🤖 AI Summary
This study addresses the significant emotional caregiving burden experienced by migrant domestic care workers, who often face language barriers, social isolation, and limited access to support—challenges exacerbated by the lack of research on the applicability of emotional support technologies for this marginalized group. Through semi-structured interviews and guided interactions, the research explores how migrant domestic care workers in Singapore engage with large language model–driven chatbots as everyday, non-clinical emotional support tools. Inductive thematic analysis reveals three core design values: psychological safety and emotional validation, accessibility through tolerance of fragmented or non-standard language, and multifunctionality as a source of comfort, guidance, and companionship. These findings offer an innovative design perspective for developing emotionally supportive technologies tailored to the needs of underserved populations.
📝 Abstract
Foreign Domestic Workers (FDWs) play a central role in home-based eldercare yet often experience substantial emotional caregiving burden shaped by linguistic barriers, social isolation, and limited access to support. While caregiving burden has been extensively studied among familial caregivers, little is known about how FDWs engage with emotional support technologies.
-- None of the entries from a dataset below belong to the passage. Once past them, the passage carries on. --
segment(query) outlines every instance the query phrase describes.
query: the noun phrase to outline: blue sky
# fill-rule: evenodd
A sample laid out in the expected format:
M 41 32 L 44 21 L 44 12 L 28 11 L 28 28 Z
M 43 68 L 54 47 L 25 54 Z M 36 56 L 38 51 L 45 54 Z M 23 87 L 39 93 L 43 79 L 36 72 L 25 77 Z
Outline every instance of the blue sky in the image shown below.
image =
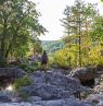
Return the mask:
M 49 31 L 46 35 L 41 36 L 41 40 L 56 40 L 64 35 L 64 27 L 61 25 L 63 11 L 66 5 L 74 4 L 75 0 L 31 0 L 37 3 L 37 9 L 41 12 L 39 19 L 40 23 Z M 99 3 L 99 10 L 103 11 L 103 4 L 100 0 L 83 0 L 85 2 Z

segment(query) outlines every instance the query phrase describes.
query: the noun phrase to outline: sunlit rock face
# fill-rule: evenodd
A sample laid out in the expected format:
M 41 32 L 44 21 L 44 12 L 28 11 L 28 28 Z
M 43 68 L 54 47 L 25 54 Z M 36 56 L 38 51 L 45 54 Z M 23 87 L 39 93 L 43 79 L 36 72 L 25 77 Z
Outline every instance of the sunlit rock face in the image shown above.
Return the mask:
M 11 89 L 9 85 L 12 84 L 15 79 L 23 78 L 24 75 L 26 75 L 26 72 L 20 68 L 0 68 L 0 90 L 2 87 Z
M 77 68 L 72 70 L 69 76 L 76 78 L 85 86 L 94 86 L 95 70 L 94 68 Z

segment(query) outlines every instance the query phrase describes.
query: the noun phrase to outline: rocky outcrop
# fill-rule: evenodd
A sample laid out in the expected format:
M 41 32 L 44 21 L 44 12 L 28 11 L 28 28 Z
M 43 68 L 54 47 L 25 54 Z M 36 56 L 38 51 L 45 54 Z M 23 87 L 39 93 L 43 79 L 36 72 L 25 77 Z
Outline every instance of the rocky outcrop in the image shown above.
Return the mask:
M 77 68 L 72 70 L 69 76 L 78 79 L 82 85 L 93 86 L 95 70 L 93 68 Z
M 69 98 L 70 95 L 87 91 L 78 80 L 68 78 L 61 72 L 37 71 L 30 75 L 30 79 L 33 80 L 31 85 L 21 87 L 18 92 L 39 96 L 43 101 Z
M 57 101 L 41 101 L 34 103 L 1 103 L 0 106 L 91 106 L 76 98 L 57 99 Z
M 22 78 L 26 72 L 20 68 L 0 68 L 0 78 Z

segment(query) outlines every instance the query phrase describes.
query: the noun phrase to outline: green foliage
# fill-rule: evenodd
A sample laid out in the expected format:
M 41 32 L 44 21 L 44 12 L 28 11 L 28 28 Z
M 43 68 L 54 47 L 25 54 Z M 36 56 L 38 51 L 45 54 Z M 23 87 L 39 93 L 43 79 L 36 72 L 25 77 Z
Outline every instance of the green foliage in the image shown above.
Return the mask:
M 42 40 L 42 48 L 47 52 L 55 52 L 59 49 L 63 48 L 64 44 L 62 40 Z
M 38 22 L 40 13 L 29 0 L 0 1 L 0 64 L 9 57 L 24 57 L 46 28 Z
M 14 89 L 17 90 L 22 86 L 31 84 L 31 80 L 28 76 L 20 78 L 14 82 Z

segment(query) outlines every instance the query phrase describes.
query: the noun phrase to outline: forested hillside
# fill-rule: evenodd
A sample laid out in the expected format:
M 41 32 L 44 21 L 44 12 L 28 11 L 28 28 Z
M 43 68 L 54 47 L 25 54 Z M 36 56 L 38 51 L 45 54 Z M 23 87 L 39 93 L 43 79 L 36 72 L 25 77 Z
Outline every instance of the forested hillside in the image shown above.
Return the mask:
M 41 40 L 41 43 L 42 48 L 48 52 L 55 52 L 64 46 L 62 40 Z

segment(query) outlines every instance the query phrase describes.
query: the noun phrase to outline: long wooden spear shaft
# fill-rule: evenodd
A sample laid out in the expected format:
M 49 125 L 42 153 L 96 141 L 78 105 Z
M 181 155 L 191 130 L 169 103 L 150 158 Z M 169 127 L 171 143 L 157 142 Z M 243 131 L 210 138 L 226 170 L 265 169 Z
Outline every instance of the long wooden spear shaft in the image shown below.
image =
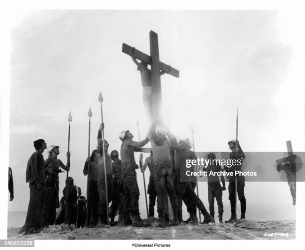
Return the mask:
M 236 141 L 238 137 L 238 107 L 236 109 Z M 238 150 L 238 147 L 235 144 L 235 154 L 237 153 Z M 235 219 L 237 219 L 237 213 L 236 209 L 237 208 L 237 176 L 235 175 L 235 189 L 234 190 L 235 197 L 234 199 L 234 211 L 235 211 Z
M 88 157 L 90 156 L 90 132 L 91 130 L 91 117 L 92 117 L 92 112 L 91 111 L 91 107 L 89 108 L 89 111 L 88 112 L 88 116 L 89 118 L 89 136 L 88 139 Z M 88 187 L 89 187 L 89 173 L 88 172 L 88 167 L 87 169 L 87 225 L 89 225 L 90 222 L 90 218 L 88 217 L 89 215 L 89 201 L 88 198 Z
M 195 143 L 194 142 L 194 133 L 195 131 L 194 130 L 194 128 L 192 126 L 191 127 L 191 133 L 192 133 L 192 139 L 193 140 L 193 151 L 195 152 Z M 198 189 L 198 177 L 196 177 L 196 182 L 197 182 L 197 185 L 196 185 L 196 189 L 197 190 L 197 196 L 199 198 L 199 190 Z M 200 211 L 198 210 L 198 211 L 199 215 L 199 222 L 201 223 L 201 215 L 200 214 Z
M 88 139 L 88 157 L 90 156 L 90 131 L 91 129 L 91 117 L 92 117 L 92 112 L 91 108 L 89 108 L 89 111 L 88 112 L 88 116 L 89 118 L 89 137 Z
M 137 126 L 138 127 L 138 134 L 139 135 L 139 141 L 141 141 L 141 138 L 140 137 L 140 128 L 139 128 L 139 122 L 138 121 L 137 121 Z M 141 153 L 142 154 L 142 153 Z M 143 161 L 141 160 L 141 166 L 142 166 L 142 168 L 143 168 Z M 146 194 L 146 184 L 145 184 L 145 176 L 144 175 L 144 170 L 142 169 L 142 171 L 141 171 L 142 172 L 142 174 L 143 174 L 143 183 L 144 183 L 144 193 L 145 194 L 145 203 L 146 204 L 146 213 L 147 213 L 147 218 L 149 217 L 149 212 L 148 212 L 148 206 L 147 205 L 147 195 Z
M 99 101 L 101 103 L 101 117 L 102 118 L 102 123 L 104 123 L 104 119 L 103 118 L 103 105 L 102 102 L 104 101 L 103 96 L 102 96 L 102 93 L 100 91 L 99 95 Z M 107 185 L 107 175 L 106 173 L 106 153 L 105 150 L 105 137 L 104 135 L 104 129 L 102 130 L 102 140 L 103 141 L 103 158 L 104 159 L 104 170 L 105 172 L 105 185 L 106 188 L 106 210 L 107 212 L 107 224 L 109 226 L 109 211 L 108 209 L 108 186 Z
M 72 115 L 71 115 L 71 112 L 69 113 L 69 117 L 68 117 L 68 121 L 69 122 L 69 132 L 68 133 L 68 152 L 70 152 L 70 124 L 72 122 Z M 69 166 L 70 168 L 70 166 Z M 67 184 L 66 184 L 66 206 L 65 206 L 65 223 L 68 224 L 67 218 L 68 218 L 68 178 L 69 177 L 69 171 L 67 171 L 67 178 L 66 179 Z

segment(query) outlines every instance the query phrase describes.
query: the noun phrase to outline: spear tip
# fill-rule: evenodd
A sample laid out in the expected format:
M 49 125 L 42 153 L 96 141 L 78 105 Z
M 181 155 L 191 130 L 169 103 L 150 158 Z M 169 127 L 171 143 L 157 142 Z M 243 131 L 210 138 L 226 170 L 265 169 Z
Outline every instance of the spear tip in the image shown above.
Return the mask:
M 193 134 L 195 131 L 194 131 L 194 128 L 193 128 L 193 126 L 191 126 L 191 133 Z
M 69 117 L 68 117 L 68 121 L 69 122 L 72 122 L 72 115 L 71 114 L 71 112 L 69 113 Z
M 91 107 L 89 108 L 89 111 L 88 112 L 88 116 L 89 117 L 92 117 L 92 111 L 91 111 Z
M 102 103 L 103 102 L 103 101 L 104 101 L 104 99 L 103 99 L 103 96 L 102 95 L 102 93 L 101 92 L 101 91 L 100 91 L 100 94 L 99 94 L 99 101 Z

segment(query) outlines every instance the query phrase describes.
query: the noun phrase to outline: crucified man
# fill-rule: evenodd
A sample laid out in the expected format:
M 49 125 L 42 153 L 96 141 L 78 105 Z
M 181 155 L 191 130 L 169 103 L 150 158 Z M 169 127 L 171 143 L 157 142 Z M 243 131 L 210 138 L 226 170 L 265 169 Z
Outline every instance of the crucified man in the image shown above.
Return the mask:
M 132 56 L 133 61 L 138 66 L 138 70 L 141 73 L 141 80 L 143 86 L 143 103 L 148 112 L 151 120 L 152 117 L 152 78 L 151 76 L 151 70 L 148 68 L 148 65 L 145 62 L 139 62 L 133 56 Z M 166 72 L 160 70 L 160 75 L 163 75 Z

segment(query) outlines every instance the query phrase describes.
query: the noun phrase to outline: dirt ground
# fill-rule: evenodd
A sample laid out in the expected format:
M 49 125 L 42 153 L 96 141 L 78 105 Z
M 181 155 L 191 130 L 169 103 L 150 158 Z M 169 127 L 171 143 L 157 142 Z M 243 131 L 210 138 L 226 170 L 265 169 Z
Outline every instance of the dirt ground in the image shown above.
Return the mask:
M 112 227 L 76 229 L 53 233 L 18 235 L 19 228 L 9 228 L 7 239 L 35 240 L 294 240 L 296 222 L 257 222 L 263 228 L 241 228 L 233 224 L 180 225 L 161 228 Z

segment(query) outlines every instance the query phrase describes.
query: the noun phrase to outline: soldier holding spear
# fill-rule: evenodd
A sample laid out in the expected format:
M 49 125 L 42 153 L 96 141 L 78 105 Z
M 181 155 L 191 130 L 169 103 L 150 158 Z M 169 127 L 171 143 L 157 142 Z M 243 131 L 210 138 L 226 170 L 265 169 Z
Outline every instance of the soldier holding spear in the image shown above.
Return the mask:
M 137 126 L 138 127 L 138 134 L 139 135 L 139 140 L 141 141 L 141 139 L 140 135 L 140 128 L 139 126 L 139 122 L 137 121 Z M 141 153 L 140 159 L 140 165 L 141 172 L 143 175 L 143 183 L 144 184 L 144 193 L 145 194 L 145 204 L 146 205 L 146 213 L 147 217 L 149 217 L 148 206 L 147 205 L 147 195 L 146 194 L 146 184 L 145 184 L 145 176 L 144 175 L 144 170 L 143 169 L 143 154 Z
M 141 142 L 133 141 L 134 135 L 129 130 L 124 130 L 120 133 L 120 139 L 122 141 L 121 157 L 122 163 L 121 179 L 124 189 L 123 211 L 124 213 L 124 226 L 132 224 L 129 218 L 129 208 L 133 217 L 132 225 L 135 227 L 148 227 L 150 225 L 142 221 L 139 210 L 139 197 L 140 192 L 137 181 L 136 169 L 139 166 L 135 160 L 135 152 L 150 153 L 151 149 L 143 149 L 143 147 L 149 142 L 145 138 Z
M 112 192 L 112 166 L 111 157 L 108 154 L 109 144 L 105 140 L 104 135 L 104 126 L 102 106 L 103 99 L 101 92 L 99 95 L 99 101 L 101 103 L 102 124 L 100 126 L 98 134 L 98 150 L 96 158 L 99 169 L 98 186 L 100 198 L 98 212 L 99 223 L 97 225 L 98 227 L 102 227 L 106 223 L 110 226 L 108 206 L 111 201 Z
M 71 112 L 69 113 L 69 117 L 68 117 L 68 121 L 69 122 L 69 130 L 68 132 L 68 152 L 69 152 L 70 154 L 70 131 L 71 130 L 71 127 L 70 124 L 71 122 L 72 122 L 72 115 L 71 114 Z M 67 155 L 68 156 L 68 155 Z M 68 158 L 69 161 L 70 161 L 70 156 Z M 68 165 L 68 164 L 67 164 Z M 67 182 L 68 181 L 68 177 L 69 177 L 69 171 L 70 170 L 70 164 L 69 164 L 69 169 L 67 169 L 67 178 L 66 179 L 66 184 L 67 185 Z M 68 194 L 69 193 L 68 191 L 68 185 L 67 185 L 67 188 L 66 189 L 66 202 L 65 202 L 65 223 L 67 224 L 68 221 Z
M 246 156 L 243 152 L 239 142 L 237 140 L 238 133 L 238 110 L 236 115 L 236 140 L 231 140 L 228 142 L 229 148 L 232 151 L 230 154 L 230 160 L 241 160 L 242 161 Z M 230 168 L 226 167 L 226 171 L 233 172 L 233 176 L 230 176 L 229 180 L 229 200 L 231 205 L 231 218 L 225 221 L 226 223 L 230 223 L 235 221 L 237 219 L 236 214 L 236 202 L 237 196 L 238 195 L 238 199 L 240 201 L 240 209 L 241 215 L 240 219 L 245 219 L 246 214 L 246 198 L 244 192 L 245 188 L 245 177 L 243 175 L 236 175 L 235 171 L 241 171 L 242 164 L 237 164 L 232 166 Z M 236 193 L 237 194 L 236 194 Z

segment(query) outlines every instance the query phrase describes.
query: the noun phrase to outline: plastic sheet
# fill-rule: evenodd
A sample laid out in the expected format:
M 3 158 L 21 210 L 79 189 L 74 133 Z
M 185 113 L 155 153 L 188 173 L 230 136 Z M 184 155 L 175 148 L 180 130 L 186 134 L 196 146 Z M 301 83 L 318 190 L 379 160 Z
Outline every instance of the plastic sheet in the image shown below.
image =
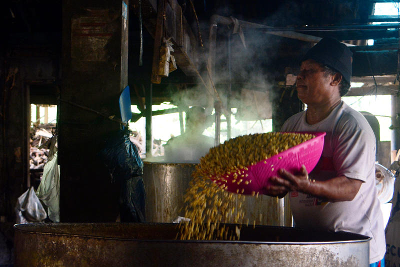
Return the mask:
M 15 210 L 17 224 L 42 222 L 47 217 L 33 186 L 18 198 Z
M 112 182 L 120 184 L 121 222 L 144 222 L 146 194 L 143 183 L 143 162 L 130 142 L 126 128 L 108 138 L 101 156 L 108 170 Z
M 60 166 L 57 164 L 57 152 L 44 165 L 42 181 L 36 195 L 48 208 L 48 218 L 60 222 Z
We present an exploratory qualitative study of how FDWs in Singapore interact with a Large Language Model (LLM)-driven chatbot as an everyday, non-clinical form of emotional support. Through interviews and guided chatbot interactions, we conducted an inductive thematic analysis of participants' experiences. We identify three design-relevant themes: chatbots were experienced as psychologically safe and emotionally validating; they supported linguistic accessibility by accommodating imperfect and fragmented language; and they were appropriated as multifunctional resources for reassurance, guidance, and companionship. We discuss implications for designing LLM-driven emotional support tools that foreground psychological safety, accessibility, and flexible appropriation.